The releases/gcc-13 branch has been updated by Wilco Dijkstra <wilco@gcc.gnu.org>:

https://gcc.gnu.org/g:5aa9ed0f353f835005c3df8932c7bc6e26f53904

commit r13-8874-g5aa9ed0f353f835005c3df8932c7bc6e26f53904
Author: Wilco Dijkstra <wilco.dijkstra@arm.com>
Date:   Wed Oct 25 16:28:04 2023 +0100

    AArch64: Fix strict-align cpymem/setmem [PR103100]
    
    The cpymemdi/setmemdi implementation doesn't fully support strict alignment.
    Block the expansion if the alignment is less than 16 with STRICT_ALIGNMENT.
    Clean up the condition when to use MOPS.
    
    gcc/ChangeLog/
            PR target/103100
            * config/aarch64/aarch64.md (cpymemdi): Remove pattern condition.
            (setmemdi): Likewise.
            * config/aarch64/aarch64.cc (aarch64_expand_cpymem): Support
            strict-align.  Cleanup condition for using MOPS.
            (aarch64_expand_setmem): Likewise.
    
    (cherry picked from commit 318f5232cfb3e0c9694889565e1f5424d0354463)
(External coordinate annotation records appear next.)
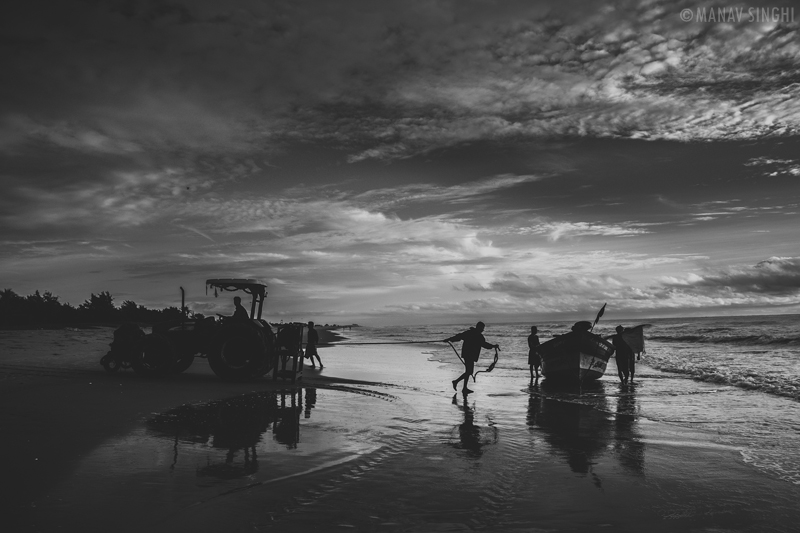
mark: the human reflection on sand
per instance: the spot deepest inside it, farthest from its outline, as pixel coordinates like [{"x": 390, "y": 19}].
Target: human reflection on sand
[
  {"x": 581, "y": 426},
  {"x": 237, "y": 425},
  {"x": 471, "y": 437}
]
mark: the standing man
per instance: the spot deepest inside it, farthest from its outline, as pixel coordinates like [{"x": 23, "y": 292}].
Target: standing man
[
  {"x": 311, "y": 345},
  {"x": 534, "y": 359},
  {"x": 624, "y": 356},
  {"x": 470, "y": 351}
]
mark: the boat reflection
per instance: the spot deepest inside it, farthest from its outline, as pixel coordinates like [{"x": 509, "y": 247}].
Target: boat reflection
[
  {"x": 581, "y": 425},
  {"x": 236, "y": 425},
  {"x": 628, "y": 443}
]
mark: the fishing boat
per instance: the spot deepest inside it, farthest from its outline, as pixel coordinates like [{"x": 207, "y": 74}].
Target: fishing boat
[{"x": 577, "y": 356}]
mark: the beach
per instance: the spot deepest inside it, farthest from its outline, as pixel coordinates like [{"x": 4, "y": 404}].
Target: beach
[{"x": 378, "y": 441}]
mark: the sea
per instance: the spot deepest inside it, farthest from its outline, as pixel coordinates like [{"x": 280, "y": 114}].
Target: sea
[
  {"x": 513, "y": 456},
  {"x": 735, "y": 379}
]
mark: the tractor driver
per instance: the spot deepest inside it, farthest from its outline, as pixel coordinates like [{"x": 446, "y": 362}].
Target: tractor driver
[{"x": 240, "y": 312}]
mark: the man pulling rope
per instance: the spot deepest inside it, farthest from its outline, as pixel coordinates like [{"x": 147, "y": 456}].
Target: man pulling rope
[{"x": 473, "y": 341}]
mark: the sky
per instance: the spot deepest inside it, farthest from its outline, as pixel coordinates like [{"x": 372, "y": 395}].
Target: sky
[{"x": 423, "y": 161}]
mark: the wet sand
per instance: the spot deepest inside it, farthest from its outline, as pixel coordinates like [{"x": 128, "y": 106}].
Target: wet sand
[{"x": 376, "y": 441}]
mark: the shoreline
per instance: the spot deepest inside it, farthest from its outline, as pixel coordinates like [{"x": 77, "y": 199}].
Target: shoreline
[{"x": 509, "y": 458}]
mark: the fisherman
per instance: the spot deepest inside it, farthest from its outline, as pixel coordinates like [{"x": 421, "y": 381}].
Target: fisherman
[
  {"x": 311, "y": 345},
  {"x": 470, "y": 351},
  {"x": 624, "y": 355},
  {"x": 534, "y": 359},
  {"x": 240, "y": 312}
]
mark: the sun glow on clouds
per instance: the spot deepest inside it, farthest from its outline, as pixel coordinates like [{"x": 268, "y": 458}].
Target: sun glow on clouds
[{"x": 155, "y": 153}]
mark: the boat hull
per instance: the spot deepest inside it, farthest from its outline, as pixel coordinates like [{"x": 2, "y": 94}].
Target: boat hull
[{"x": 576, "y": 357}]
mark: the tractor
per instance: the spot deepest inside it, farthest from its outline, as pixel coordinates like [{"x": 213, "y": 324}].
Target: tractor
[{"x": 236, "y": 348}]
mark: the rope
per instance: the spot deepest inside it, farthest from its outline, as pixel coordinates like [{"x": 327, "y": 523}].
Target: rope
[
  {"x": 490, "y": 367},
  {"x": 394, "y": 342}
]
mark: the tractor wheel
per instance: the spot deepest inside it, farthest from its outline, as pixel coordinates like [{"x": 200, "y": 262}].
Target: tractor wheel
[
  {"x": 240, "y": 353},
  {"x": 184, "y": 362},
  {"x": 158, "y": 356},
  {"x": 110, "y": 363}
]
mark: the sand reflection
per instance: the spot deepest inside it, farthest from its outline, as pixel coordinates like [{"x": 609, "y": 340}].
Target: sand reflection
[
  {"x": 582, "y": 426},
  {"x": 471, "y": 437}
]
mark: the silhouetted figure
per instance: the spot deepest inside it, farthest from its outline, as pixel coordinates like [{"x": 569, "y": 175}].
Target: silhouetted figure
[
  {"x": 534, "y": 359},
  {"x": 470, "y": 352},
  {"x": 311, "y": 345},
  {"x": 240, "y": 313},
  {"x": 311, "y": 400},
  {"x": 624, "y": 355}
]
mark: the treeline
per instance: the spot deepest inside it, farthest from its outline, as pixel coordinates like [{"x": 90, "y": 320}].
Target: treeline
[{"x": 40, "y": 310}]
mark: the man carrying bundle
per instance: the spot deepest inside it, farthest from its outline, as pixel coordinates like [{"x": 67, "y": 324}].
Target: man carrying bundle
[{"x": 470, "y": 351}]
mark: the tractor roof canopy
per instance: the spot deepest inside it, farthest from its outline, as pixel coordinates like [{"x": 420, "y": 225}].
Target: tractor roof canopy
[{"x": 250, "y": 286}]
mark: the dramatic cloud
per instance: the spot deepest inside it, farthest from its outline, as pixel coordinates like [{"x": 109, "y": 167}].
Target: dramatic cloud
[{"x": 778, "y": 276}]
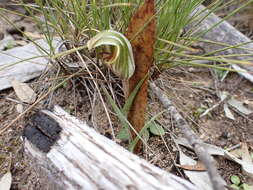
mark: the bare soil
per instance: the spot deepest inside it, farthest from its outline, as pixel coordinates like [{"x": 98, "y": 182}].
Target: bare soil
[{"x": 190, "y": 89}]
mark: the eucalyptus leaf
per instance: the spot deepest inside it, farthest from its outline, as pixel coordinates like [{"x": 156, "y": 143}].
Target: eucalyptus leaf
[
  {"x": 156, "y": 129},
  {"x": 234, "y": 186},
  {"x": 123, "y": 134}
]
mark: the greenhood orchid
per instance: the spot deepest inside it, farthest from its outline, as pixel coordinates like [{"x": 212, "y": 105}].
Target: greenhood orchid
[{"x": 119, "y": 49}]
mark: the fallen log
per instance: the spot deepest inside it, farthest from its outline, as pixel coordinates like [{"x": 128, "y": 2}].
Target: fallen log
[{"x": 68, "y": 154}]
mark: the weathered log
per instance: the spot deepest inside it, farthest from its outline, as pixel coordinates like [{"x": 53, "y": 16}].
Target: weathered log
[
  {"x": 68, "y": 154},
  {"x": 224, "y": 33}
]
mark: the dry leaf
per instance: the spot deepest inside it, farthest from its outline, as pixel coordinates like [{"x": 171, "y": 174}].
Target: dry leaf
[
  {"x": 200, "y": 179},
  {"x": 247, "y": 167},
  {"x": 141, "y": 33},
  {"x": 24, "y": 92},
  {"x": 5, "y": 181}
]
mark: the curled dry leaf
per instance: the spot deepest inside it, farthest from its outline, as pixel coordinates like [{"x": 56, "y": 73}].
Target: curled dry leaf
[
  {"x": 199, "y": 166},
  {"x": 5, "y": 181},
  {"x": 24, "y": 92}
]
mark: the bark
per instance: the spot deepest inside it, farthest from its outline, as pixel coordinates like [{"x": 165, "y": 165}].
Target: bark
[{"x": 68, "y": 154}]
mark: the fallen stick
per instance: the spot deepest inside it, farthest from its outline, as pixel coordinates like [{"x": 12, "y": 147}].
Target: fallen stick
[
  {"x": 217, "y": 181},
  {"x": 68, "y": 154}
]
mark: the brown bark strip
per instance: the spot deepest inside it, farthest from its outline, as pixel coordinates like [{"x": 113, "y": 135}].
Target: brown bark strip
[{"x": 141, "y": 32}]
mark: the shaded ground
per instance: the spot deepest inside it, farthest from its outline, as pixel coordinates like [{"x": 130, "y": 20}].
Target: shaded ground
[{"x": 190, "y": 89}]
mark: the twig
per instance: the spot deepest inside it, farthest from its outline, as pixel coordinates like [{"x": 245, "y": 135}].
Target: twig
[{"x": 217, "y": 182}]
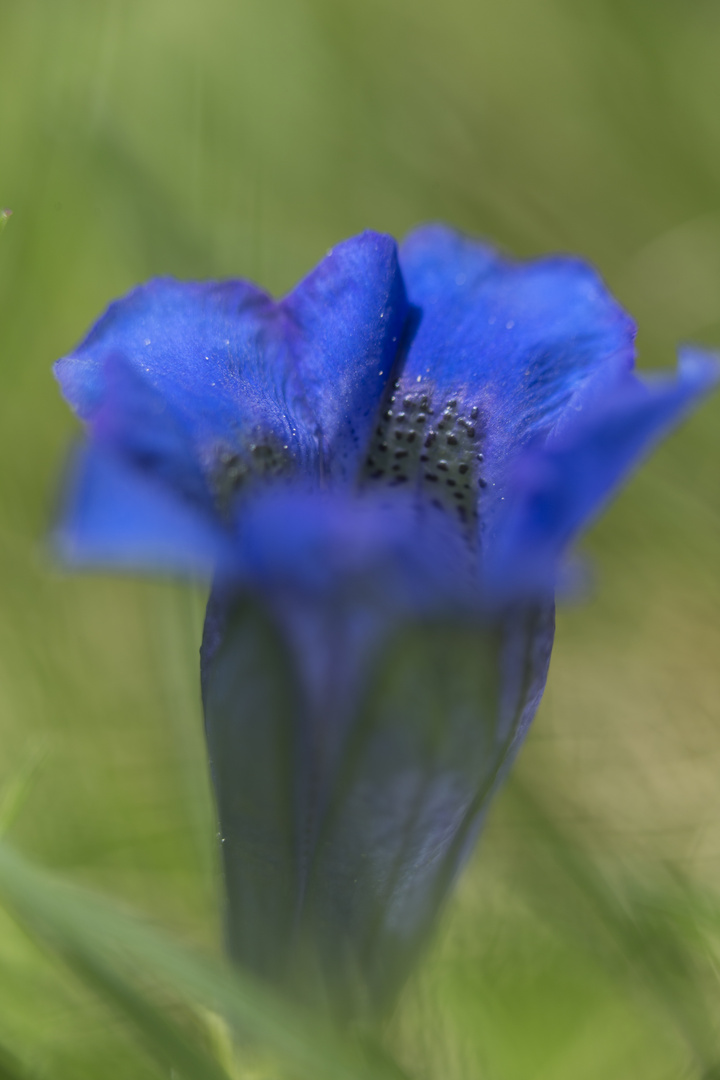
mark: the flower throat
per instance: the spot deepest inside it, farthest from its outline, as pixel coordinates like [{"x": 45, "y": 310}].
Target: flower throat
[{"x": 437, "y": 449}]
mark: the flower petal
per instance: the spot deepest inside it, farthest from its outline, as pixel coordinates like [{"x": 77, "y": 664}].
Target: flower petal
[
  {"x": 558, "y": 486},
  {"x": 507, "y": 342},
  {"x": 349, "y": 313},
  {"x": 117, "y": 517},
  {"x": 215, "y": 352},
  {"x": 436, "y": 732},
  {"x": 286, "y": 381}
]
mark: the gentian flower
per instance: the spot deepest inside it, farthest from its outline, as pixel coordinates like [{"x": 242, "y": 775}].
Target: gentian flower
[{"x": 381, "y": 473}]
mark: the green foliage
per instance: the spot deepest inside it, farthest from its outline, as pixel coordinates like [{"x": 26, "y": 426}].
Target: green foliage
[{"x": 245, "y": 137}]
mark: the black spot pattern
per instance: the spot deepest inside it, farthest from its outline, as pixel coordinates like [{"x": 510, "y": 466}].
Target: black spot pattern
[
  {"x": 231, "y": 471},
  {"x": 435, "y": 449}
]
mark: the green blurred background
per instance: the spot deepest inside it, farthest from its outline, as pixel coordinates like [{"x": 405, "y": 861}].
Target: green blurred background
[{"x": 244, "y": 137}]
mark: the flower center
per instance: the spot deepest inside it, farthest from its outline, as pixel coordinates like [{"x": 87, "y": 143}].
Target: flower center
[
  {"x": 232, "y": 470},
  {"x": 435, "y": 448}
]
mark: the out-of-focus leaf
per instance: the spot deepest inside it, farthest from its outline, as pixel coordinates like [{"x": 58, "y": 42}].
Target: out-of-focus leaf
[
  {"x": 640, "y": 935},
  {"x": 11, "y": 1067},
  {"x": 17, "y": 790},
  {"x": 107, "y": 946}
]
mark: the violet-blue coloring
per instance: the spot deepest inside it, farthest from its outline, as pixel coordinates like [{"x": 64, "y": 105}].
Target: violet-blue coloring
[{"x": 381, "y": 474}]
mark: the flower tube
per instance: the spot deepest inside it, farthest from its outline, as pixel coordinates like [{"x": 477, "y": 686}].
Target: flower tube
[{"x": 381, "y": 473}]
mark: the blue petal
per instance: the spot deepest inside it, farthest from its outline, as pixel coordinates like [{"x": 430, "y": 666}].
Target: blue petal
[
  {"x": 350, "y": 313},
  {"x": 514, "y": 341},
  {"x": 559, "y": 485},
  {"x": 302, "y": 375},
  {"x": 114, "y": 516},
  {"x": 216, "y": 354}
]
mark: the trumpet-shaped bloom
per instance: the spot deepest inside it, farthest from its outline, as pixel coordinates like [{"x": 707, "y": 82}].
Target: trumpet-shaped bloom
[{"x": 381, "y": 473}]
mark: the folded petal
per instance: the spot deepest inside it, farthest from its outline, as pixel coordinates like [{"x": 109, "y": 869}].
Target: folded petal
[
  {"x": 558, "y": 485},
  {"x": 349, "y": 315},
  {"x": 499, "y": 350},
  {"x": 261, "y": 388},
  {"x": 116, "y": 516}
]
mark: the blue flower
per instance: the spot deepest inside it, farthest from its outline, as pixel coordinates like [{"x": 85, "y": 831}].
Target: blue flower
[{"x": 381, "y": 473}]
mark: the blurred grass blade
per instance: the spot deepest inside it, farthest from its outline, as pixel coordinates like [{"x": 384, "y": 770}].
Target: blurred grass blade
[
  {"x": 648, "y": 941},
  {"x": 108, "y": 946},
  {"x": 163, "y": 1037},
  {"x": 17, "y": 788},
  {"x": 11, "y": 1067}
]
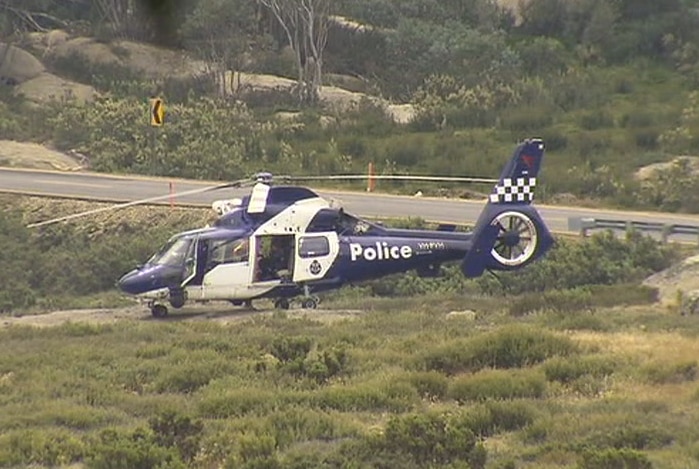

Comment 28 Hans-Peter Nilsson 2024-06-27 23:13:33 UTC

(In reply to GCC Commits from comment #27)
> The releases/gcc-13 branch has been updated by Wilco Dijkstra
> <wilco@gcc.gnu.org>:

Thanks!

Comment 29 GCC Commits 2024-07-05 12:40:02 UTC

The releases/gcc-12 branch has been updated by Wilco Dijkstra <wilco@gcc.gnu.org>:

https://gcc.gnu.org/g:b9d16d8361a9e3a82a2f21e759e760d235d43322

commit r12-10603-gb9d16d8361a9e3a82a2f21e759e760d235d43322
Author: Wilco Dijkstra <wilco.dijkstra@arm.com>
Date:   Wed Oct 25 16:28:04 2023 +0100

    AArch64: Fix strict-align cpymem/setmem [PR103100]
    
    The cpymemdi/setmemdi implementation doesn't fully support strict alignment.
    Block the expansion if the alignment is less than 16 with STRICT_ALIGNMENT.
    Clean up the condition when to use MOPS.
    
    gcc/ChangeLog/
            PR target/103100
            * config/aarch64/aarch64.md (cpymemdi): Remove pattern condition.
            (setmemdi): Likewise.
            * config/aarch64/aarch64.cc (aarch64_expand_cpymem): Support
            strict-align.  Cleanup condition for using MOPS.
            (aarch64_expand_setmem): Likewise.
    
    (cherry picked from commit 318f5232cfb3e0c9694889565e1f5424d0354463)

Comment 30 Wilco 2024-07-05 13:02:55 UTC

Fixed on GCC12 branch too. It doesn't apply to GCC11, so it's unlikely to be worth fixing since GCC11 branch will be closed soon.